Não é oferecendo somente condições dignas aos sentenciados que a

problemática será resolvida, como vem ocorrendo nos presídios de Guarapuava e

Cariri. Estes nada mais cumprem que a determinação da Lei de Execuções Penais.

A realidade é que o restante das penitenciárias brasileiras vive em

condições desumanas, com celas superlotadas, sem direito à visita íntima - ou seja,

estabelecimentos penitenciários onde a Lei de Execuções Penais nunca fora

observada.

Inegável é que, com a terceirização, alguma dignidade é conferida ao

preso, porém, de forma onerosa. O Estado não reduzirá seus gastos com o setor

penitenciário, e a melhoria nas condições físicas do estabelecimento não significa

que o sentenciado será ressocializado.

O problema em transferir para a iniciativa privada a execução da pena

privativa de liberdade é que o Estado estaria deixando de cuidar das causas da

criminalidade - reflexo da problemática sócio-econômica que assola o Brasil.

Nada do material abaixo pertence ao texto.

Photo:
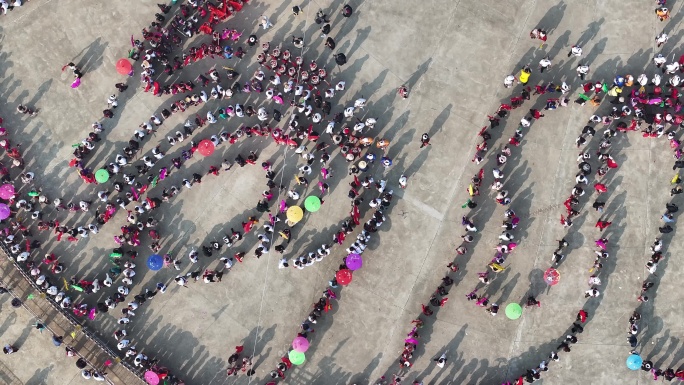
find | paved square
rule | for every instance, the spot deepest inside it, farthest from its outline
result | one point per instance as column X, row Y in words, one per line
column 453, row 55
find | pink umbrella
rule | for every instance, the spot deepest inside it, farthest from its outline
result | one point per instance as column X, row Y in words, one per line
column 151, row 377
column 300, row 344
column 4, row 211
column 551, row 276
column 353, row 261
column 6, row 191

Indiscutível é que a situação carcerária brasileira merece empenho das

autoridades competentes para que o problema seja amenizado ou solucionado.

6.5 Altos Custos

Outra promessa que se faz com a implantação da idéia privatizadora

dos presídios é a redução dos custos que o Estado tem com a manutenção dos

presos. No entanto, a Administração continuará tendo despesas com os

sentenciados, pagando ao particular por cada recluso que esteja encarcerado no

estabelecimento prisional privado.

Discute-se a relação custo-benefício e a pretensão de economizar os

gastos que o Estado tem com os estabelecimentos penitenciários.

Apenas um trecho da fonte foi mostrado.